Niemalsland
sein Mantel war zerfetzt, seine Hose zerrissen, sein Haar verschwitzt und ungekämmt … Gott, er sah schrecklich aus.
Ein flötender Ton erklang, und die Aufzugtür öffnete sich.
Die Etage des Stockton-Gebäudes, in der Jessica arbeitete, wirkte auf eine unterdekorierte Art und Weise ziemlich nobel.
Neben dem Aufzug saß eine Empfangsdame, ein erhabenes und elegantes Wesen, das aussah, als würde sein Nettogehalt Richards um Längen schlagen. Sie las Cosmopolitan. Als Richard auf sie zuging, blickte sie nicht auf.
»Ich möchte zu Jessica Bartram«, sagte Richard. »Es ist wichtig. Ich muß sie sprechen.«
Die Empfangsdame ignorierte ihn.
Richard ging den Korridor bis zu Jessicas Büro hinunter. Er öffnete die Tür und trat ein. Sie stand vor drei großen Plakaten, die alle für ›Engel über England – Eine Wanderausstellung‹ warben, jedes mit einer anderen Darstellung eines Engels.
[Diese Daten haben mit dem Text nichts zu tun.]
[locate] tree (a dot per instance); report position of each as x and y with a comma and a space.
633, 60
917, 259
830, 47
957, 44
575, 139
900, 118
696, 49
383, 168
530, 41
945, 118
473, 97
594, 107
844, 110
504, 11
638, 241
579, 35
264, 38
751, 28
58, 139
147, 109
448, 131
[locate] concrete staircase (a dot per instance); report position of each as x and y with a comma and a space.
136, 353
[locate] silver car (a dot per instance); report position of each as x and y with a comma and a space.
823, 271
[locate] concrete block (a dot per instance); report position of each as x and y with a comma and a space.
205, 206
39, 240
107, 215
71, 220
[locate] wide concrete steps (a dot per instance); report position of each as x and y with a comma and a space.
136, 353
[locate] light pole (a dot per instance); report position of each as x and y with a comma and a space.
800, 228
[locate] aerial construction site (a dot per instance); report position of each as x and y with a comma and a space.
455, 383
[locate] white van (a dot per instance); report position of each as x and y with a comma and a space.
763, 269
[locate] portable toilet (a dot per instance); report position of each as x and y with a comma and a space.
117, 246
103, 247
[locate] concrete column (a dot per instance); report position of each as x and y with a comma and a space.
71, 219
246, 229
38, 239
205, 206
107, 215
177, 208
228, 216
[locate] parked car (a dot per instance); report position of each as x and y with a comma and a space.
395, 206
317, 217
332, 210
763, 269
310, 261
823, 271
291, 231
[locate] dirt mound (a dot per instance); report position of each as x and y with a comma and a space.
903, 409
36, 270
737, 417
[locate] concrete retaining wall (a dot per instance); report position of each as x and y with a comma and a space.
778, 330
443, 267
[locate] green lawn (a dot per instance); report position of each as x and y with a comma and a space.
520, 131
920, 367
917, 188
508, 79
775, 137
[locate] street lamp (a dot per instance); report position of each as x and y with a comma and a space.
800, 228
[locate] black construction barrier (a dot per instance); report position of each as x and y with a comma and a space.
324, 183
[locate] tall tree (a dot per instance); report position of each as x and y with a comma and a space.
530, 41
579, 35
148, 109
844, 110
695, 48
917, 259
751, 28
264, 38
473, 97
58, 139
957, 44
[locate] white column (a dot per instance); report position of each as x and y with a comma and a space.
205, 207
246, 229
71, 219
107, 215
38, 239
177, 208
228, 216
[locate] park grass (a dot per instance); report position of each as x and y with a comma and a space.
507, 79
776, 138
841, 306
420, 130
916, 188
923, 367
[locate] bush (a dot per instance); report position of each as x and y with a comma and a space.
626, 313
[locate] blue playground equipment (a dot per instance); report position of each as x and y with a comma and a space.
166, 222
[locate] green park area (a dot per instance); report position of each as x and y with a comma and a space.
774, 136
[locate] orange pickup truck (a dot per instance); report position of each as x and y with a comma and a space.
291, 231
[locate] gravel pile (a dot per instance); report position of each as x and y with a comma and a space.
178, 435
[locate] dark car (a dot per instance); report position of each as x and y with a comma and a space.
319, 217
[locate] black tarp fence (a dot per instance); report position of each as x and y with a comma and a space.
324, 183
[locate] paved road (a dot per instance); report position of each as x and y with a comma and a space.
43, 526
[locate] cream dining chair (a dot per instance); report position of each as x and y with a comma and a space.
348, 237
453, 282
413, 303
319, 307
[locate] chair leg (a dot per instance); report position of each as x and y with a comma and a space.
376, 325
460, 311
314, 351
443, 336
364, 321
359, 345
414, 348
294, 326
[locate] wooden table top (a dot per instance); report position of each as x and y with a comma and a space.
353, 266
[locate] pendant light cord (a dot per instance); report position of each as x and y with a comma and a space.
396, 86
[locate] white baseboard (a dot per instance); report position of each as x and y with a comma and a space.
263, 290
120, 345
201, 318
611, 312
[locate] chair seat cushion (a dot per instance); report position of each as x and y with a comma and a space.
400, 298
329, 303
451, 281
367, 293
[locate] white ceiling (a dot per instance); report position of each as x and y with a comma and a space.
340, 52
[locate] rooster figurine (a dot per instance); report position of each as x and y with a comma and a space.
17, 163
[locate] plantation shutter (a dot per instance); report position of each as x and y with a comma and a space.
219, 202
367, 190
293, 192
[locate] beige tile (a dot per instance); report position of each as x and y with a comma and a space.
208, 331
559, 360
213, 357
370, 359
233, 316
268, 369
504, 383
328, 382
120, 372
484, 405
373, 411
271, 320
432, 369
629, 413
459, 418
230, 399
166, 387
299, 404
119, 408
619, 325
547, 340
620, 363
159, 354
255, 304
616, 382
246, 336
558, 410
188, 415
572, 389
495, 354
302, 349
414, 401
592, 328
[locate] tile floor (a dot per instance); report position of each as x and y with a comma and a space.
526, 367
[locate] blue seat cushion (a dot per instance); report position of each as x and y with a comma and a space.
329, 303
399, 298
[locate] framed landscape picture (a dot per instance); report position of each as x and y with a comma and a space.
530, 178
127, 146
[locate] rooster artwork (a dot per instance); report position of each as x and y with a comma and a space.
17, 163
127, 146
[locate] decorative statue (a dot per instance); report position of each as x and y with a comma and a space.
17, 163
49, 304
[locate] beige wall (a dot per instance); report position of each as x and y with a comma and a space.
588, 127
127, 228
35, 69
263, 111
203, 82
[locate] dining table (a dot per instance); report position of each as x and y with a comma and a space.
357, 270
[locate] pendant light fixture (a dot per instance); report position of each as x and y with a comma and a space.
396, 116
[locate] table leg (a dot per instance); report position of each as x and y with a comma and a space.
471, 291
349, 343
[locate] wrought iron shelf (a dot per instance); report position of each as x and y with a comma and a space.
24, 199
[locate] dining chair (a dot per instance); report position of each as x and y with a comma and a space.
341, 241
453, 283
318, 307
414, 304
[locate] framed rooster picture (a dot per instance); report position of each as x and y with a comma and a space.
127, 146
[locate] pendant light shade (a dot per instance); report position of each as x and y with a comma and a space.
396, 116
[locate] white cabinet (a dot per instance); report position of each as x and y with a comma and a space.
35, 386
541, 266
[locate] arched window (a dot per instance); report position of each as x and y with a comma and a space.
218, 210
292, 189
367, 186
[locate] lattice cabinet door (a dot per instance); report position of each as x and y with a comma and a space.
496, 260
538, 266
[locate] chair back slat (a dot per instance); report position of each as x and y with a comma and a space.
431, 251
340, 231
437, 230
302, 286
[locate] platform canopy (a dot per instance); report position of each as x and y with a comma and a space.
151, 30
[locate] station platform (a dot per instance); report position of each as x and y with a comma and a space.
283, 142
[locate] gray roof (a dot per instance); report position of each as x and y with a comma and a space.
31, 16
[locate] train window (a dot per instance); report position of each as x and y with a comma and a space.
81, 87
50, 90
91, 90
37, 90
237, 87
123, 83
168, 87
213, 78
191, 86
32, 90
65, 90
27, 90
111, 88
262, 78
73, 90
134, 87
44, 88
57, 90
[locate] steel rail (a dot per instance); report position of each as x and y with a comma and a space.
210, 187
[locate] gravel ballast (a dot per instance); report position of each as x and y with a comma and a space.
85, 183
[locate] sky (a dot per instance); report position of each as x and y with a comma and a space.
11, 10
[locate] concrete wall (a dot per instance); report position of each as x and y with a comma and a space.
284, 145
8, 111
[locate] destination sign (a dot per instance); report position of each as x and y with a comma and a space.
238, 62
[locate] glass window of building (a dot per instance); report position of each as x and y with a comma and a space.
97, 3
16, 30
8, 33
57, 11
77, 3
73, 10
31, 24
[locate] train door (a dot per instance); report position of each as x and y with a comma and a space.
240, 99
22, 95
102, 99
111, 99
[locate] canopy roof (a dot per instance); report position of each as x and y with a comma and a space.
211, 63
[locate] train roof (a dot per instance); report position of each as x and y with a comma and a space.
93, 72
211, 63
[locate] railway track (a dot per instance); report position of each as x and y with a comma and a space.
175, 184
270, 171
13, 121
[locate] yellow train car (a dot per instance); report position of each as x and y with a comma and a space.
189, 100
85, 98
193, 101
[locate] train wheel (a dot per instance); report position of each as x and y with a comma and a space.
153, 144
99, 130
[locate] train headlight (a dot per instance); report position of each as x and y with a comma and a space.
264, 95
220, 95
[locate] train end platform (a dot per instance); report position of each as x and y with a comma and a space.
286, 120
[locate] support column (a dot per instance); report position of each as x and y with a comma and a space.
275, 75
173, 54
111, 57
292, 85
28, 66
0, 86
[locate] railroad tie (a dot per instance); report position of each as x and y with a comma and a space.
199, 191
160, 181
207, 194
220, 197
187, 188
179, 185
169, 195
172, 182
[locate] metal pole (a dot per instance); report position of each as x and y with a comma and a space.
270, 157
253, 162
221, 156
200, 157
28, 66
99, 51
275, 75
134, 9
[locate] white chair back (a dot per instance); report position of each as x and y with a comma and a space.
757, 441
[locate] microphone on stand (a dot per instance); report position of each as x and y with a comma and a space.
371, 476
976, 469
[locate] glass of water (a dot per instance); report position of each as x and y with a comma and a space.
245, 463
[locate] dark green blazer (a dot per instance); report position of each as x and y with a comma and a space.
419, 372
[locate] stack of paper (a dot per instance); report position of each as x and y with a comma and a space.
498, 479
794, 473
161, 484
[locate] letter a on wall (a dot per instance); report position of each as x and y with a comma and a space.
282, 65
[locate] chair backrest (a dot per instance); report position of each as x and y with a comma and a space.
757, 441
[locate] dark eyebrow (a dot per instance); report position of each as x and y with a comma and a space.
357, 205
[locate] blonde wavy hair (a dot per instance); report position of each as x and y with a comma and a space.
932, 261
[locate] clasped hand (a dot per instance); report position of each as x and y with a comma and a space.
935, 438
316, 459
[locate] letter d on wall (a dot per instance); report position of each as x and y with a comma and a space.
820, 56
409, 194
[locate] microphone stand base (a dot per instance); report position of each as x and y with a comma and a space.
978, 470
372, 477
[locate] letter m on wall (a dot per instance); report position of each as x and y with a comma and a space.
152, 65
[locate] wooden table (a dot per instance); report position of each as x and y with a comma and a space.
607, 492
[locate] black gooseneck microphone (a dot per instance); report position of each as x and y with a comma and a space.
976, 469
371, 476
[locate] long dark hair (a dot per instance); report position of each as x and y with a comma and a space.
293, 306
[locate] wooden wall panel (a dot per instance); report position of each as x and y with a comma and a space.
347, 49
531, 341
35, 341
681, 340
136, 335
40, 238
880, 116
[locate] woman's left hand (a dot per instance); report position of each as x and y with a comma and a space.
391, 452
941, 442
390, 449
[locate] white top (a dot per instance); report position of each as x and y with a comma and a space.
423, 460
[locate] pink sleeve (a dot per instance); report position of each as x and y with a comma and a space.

Sie drehte sich um, als er hereinkam, und sie lächelte ihn warm an.
»Jessica. Gott sei Dank! Hör zu, ich glaube, ich werde verrückt oder so was. Es fing damit an, daß ich heute morgen kein Taxi bekommen konnte, und dann das Büro und die U-Bahn und – « Er zeigte ihr seinen zerfetzten Ärmel. »Es ist, als sei ich eine Art Unperson geworden.«
Sie lächelte ihn immer noch aufmunternd an.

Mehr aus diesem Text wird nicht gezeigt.